Why the tasteless report from Edhi s intended grave was allowed to air

More than ten years after its much-trumpeted ‘liberalization’, it has become clear that the Pakistani media no longer considers its top priority to be informing the public on important national issues.

As if the recent video of an opportunistic TV correspondent trying to coax tears out of a young orphan’s eyes was not enough, the shocking images on TV of a reporter descending into the grave prepared for Edhi have confirmed where the media currently stands.

Individual reporters and assignment editors cannot be let off the hook for such reports. But pinning the responsibility squarely on them ignores the larger problem, which many, including one of the architects of the new media landscape, highlighted years ago.

Senator (Retd.) Javed Jabbar, the Information Minister who oversaw the liberalization of the media during Musharraf’s rule, was put on a Supreme Court-appointed commission in 2013 to review the workings of the media. Among other startling findings, the commission found that media professionals across the private media were on the payrolls of various political parties and government agencies. Later on, the commission lamented the lack of coverage its findings received in the media, in a second volume of the same report.

This was not just an omission by individual assignment editors and media higher-ups. It was a deliberate, collective omission, made possible by misplaced priorities within the media and the lack of regulatory system to ensure that news organizations do not completely ignore the public interest in their reporting.

The tasteless reporting from Edhi’s intended grave site also reflects the misplaced priorities of the media and the failure of our regulatory system. A director from the channel which aired the report may have apologized for the tasteless coverage once it had triggered public outcry, saying it was in clear violation of media ethics.

But if the report was so clearly in violation of media standards, then why was it green-lighted in the first place? If these standards were being enforced at the channel honestly, then concerns about their violation would surely have come up long before the report had caused controversy.

We can’t, however, expect our news organizations and the people within them to suddenly become more ethical in the current environment. No one is going to suddenly figure out how to stay afloat against the rising tide of unethical, misleading and sometimes even politically-motivated reporting, without being nudged in the right direction.

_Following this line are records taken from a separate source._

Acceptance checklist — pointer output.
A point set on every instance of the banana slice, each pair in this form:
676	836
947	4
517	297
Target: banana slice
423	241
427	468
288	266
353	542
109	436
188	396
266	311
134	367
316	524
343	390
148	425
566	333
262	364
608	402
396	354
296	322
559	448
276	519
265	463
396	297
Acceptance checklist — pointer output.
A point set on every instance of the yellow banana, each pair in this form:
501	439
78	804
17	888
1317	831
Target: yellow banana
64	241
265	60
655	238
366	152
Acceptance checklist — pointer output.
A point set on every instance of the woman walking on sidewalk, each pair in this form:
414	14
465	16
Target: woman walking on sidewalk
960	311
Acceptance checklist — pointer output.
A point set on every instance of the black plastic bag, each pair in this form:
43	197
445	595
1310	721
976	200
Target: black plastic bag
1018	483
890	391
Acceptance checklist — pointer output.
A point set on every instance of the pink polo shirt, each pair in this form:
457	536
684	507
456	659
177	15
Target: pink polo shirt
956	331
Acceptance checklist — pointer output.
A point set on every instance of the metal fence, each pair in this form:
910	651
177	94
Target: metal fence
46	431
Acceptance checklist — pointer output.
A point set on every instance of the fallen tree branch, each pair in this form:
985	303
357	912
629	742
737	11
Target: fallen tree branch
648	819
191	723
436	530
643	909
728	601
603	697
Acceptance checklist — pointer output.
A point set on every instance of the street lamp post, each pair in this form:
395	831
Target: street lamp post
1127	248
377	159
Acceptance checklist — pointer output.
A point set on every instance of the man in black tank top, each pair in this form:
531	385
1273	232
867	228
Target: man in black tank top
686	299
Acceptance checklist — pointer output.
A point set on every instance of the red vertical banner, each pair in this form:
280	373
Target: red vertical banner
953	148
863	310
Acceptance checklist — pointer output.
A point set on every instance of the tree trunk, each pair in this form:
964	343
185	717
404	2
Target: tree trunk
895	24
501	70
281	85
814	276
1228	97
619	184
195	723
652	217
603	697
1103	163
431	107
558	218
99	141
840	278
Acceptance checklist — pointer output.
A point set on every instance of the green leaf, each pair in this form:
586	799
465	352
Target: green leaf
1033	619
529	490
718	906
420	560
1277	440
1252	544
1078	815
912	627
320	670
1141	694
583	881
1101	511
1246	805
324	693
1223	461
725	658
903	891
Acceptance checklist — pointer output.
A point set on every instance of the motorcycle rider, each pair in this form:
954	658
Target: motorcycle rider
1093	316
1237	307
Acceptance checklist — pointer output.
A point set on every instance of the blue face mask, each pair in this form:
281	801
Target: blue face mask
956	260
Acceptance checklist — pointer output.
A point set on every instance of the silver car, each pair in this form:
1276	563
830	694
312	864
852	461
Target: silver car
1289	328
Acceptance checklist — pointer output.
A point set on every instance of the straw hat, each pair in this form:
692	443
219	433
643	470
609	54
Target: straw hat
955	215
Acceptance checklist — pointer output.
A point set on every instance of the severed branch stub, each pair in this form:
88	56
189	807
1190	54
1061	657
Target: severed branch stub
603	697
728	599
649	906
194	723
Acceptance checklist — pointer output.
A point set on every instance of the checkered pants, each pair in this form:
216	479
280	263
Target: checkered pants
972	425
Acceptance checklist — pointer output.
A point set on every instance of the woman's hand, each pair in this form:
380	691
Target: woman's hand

Regulatory bodies like PEMRA will have to do a better job of limiting sensational reporting, especially if it plays on deeply-held feelings or beliefs for higher ratings. The authority’s recent three-day ban on the show of one of the pioneers of Ramazan broadcasting would have set a good precedent, had it been allowed to stand by the courts.

But, at another level, tasteless, sensational reporting is also fueled by the shrinking space for good journalism in the country. State and non-state groups have been exerting different forms of influence and control on the media ever since its liberalization in the Musharraf years.

Putting certain journalists on the payroll is one way of influencing the media, but it is not the only one. The union of the corporate interests of particular news organizations and the political interests of policymakers also limits how reporters can cover certain stories.

Violence, even the threat of it, is another form of control. This is, after all, a country where the number of journalists killed or attacked in the course of their work is among the highest in the world.

These forces have limited the space for thoughtful, original reporting on national issues – to the extent that all news organizations have now fallen into the habit of toeing particular lines on important national issues. Publishing reports from foreign wire services has allowed at least some newspapers to avoid toeing a few of these lines on occasion. But, as is evident from the threats received by the reporter who broke the story of parrallel sharia courts in Lahore being run by a proscribed religious organization, original reporting on issues deemed sensitive hardly ever goes unpunished.

Worthwhile stories don’t need to be gratuitous to generate interest. If they are well-reported, they gain traction simply by adding some timely and new information to an ongoing national conversation. We should be encouraging the production of such stories if we have had enough of the alternative.